My source is Google PubSub and pipeline is running on Dataflow runner I
have defined my window transform as below

input.apply(TRANSFORM_NAME, Window.<T>into(new GlobalWindows())
> .triggering(Repeatedly.forever(AfterPane.elementCountAtLeast(1)))
> .withAllowedLateness(Duration.standardDays(1)).discardingFiredPanes())


A couple of questions

   1. Is triggering after each element inefficient in terms of
   persistence(serialization) after each element and also parallelism
   triggering after each looks like a serial execution?
   2. How does Dataflow parallelize in such cases of triggers?

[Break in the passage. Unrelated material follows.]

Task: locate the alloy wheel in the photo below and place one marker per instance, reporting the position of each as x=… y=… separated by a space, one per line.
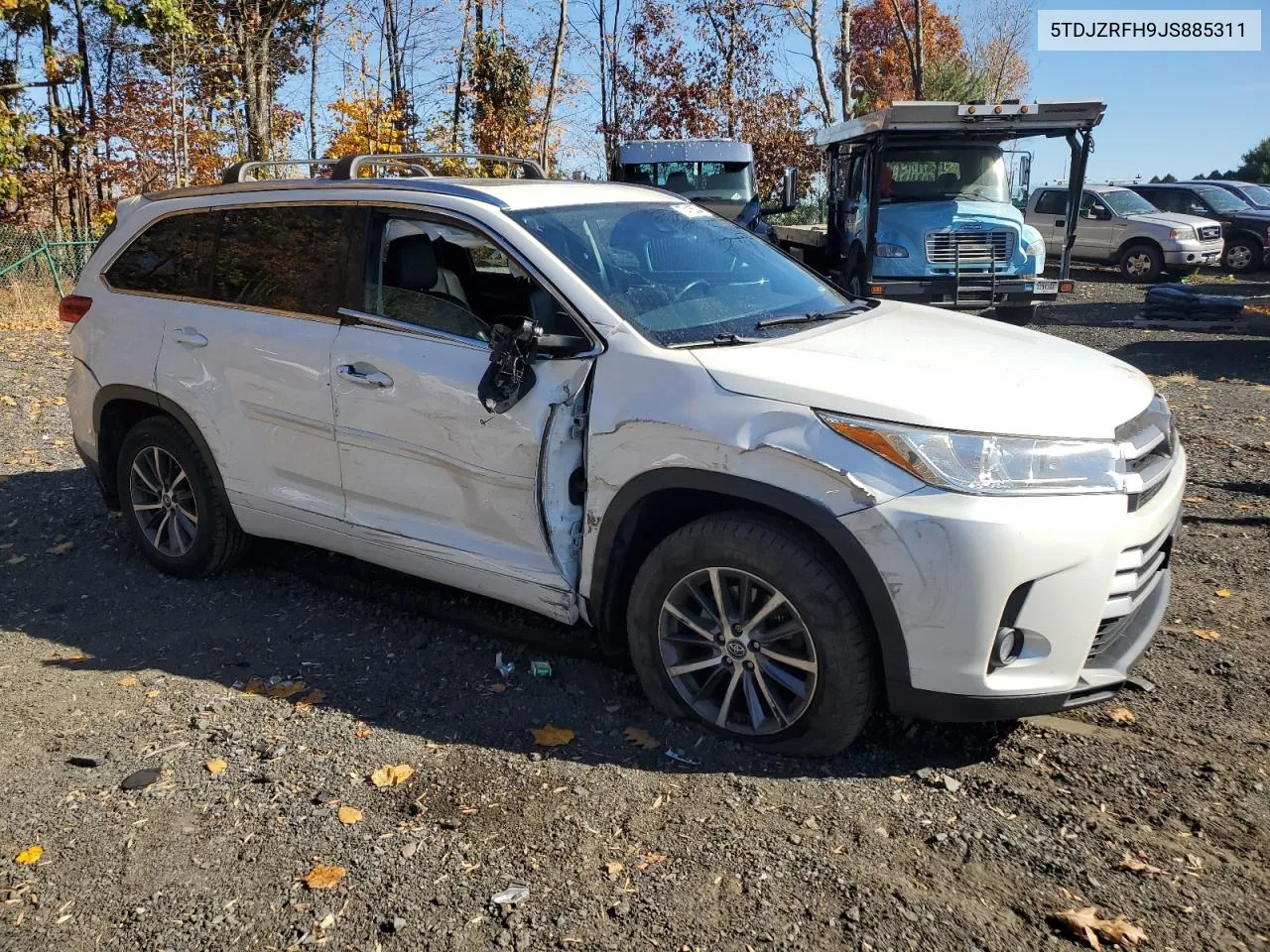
x=737 y=652
x=163 y=502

Thanks and appreciate the responses.

Kishore

Re: Count based triggers and latency

Posted by Rui Wang <ru...@google.com>.
On Mon, Oct 12, 2020 at 9:23 PM KV 59 <kv...@gmail.com> wrote:

> Thanks for your responses.
>
> I have a follow-up question, when you say
>
>> elementCountAtLeast means that the runner can buffer as many as it wants
>> and can decide to offer a low latency pipeline by triggering often or
>> better throughput through the use of buffering.
>
>
> Does it mean, I as a pipeline developer cannot control how often the
> runner triggers?
>

(Please correct if I am wrong):

Yes, as I recall when trigger conditions meet, it allows the runner to fire
the trigger, but the runner can choose when to fire.



>
> Kishore
>
> On Mon, Oct 12, 2020 at 2:15 PM Kenneth Knowles <ke...@apache.org> wrote:
>
>> Another thing to keep in mind - apologies if it was already clear:
>> triggering governs aggregation (GBK / Combine). It does not have any effect
>> on stateful DoFn.
>>
>> On Mon, Oct 12, 2020 at 9:24 AM Luke Cwik <lc...@google.com> wrote:
>>
>>> The default trigger will only fire when the global window closes which
>>> does happen with sources whose watermark goes > GlobalWindow.MAX_TIMESTAMP
>>> or during pipeline drain with partial results in streaming. Bounded sources
>>> commonly have their watermark advance to the end of time when they complete
>>> and some unbounded sources can stop producing output if they detect the end.
>>>
>>> Parallelization for stateful DoFns are per key and window.
>>> Parallelization for GBK is per key and window pane. Note that
>>> elementCountAtLeast means that the runner can buffer as many as it wants
>>> and can decide to offer a low latency pipeline by triggering often or
>>> better throughput through the use of buffering.
>>>
>>>
>>>
>>> On Mon, Oct 12, 2020 at 8:22 AM KV 59 <kv...@gmail.com> wrote:
>>>
>>>> Hi All,
>>>>
>>>> I'm building a pipeline to process events as they come and do not
>>>> really care about the event time and watermark. I'm more interested in not
>>>> discarding the events and reducing the latency. The downstream pipeline has
>>>> a stateful DoFn. I understand that the default window strategy is Global
>>>> Windows,. I did not completely understand the default trigger as per
>>>>
>>>> https://beam.apache.org/releases/javadoc/2.23.0/org/apache/beam/sdk/transforms/windowing/DefaultTrigger.html
>>>> it says Repeatedly.forever(AfterWatermark.pastEndOfWindow()), In case
>>>> of global window how does this work (there is no end of window)?.
>>>>
>>>> My source is Google PubSub and pipeline is running on Dataflow runner I
>>>> have defined my window transform as below
>>>>
>>>> input.apply(TRANSFORM_NAME, Window.<T>into(new GlobalWindows())
>>>>> .triggering(Repeatedly.forever(AfterPane.elementCountAtLeast(1)))
>>>>> .withAllowedLateness(Duration.standardDays(1)).discardingFiredPanes())
>>>>
>>>>
>>>> A couple of questions
>>>>
>>>>    1. Is triggering after each element inefficient in terms of
>>>>    persistence(serialization) after each element and also parallelism
>>>>    triggering after each looks like a serial execution?
>>>>    2. How does Dataflow parallelize in such cases of triggers?
>>>>
>>>>
>>>> Thanks and appreciate the responses.
>>>>
>>>> Kishore
>>>>
>>>

Re: Count based triggers and latency

Posted by KV 59 <kv...@gmail.com>.
Thanks for your responses.

I have a follow-up question, when you say

> elementCountAtLeast means that the runner can buffer as many as it wants
> and can decide to offer a low latency pipeline by triggering often or
> better throughput through the use of buffering.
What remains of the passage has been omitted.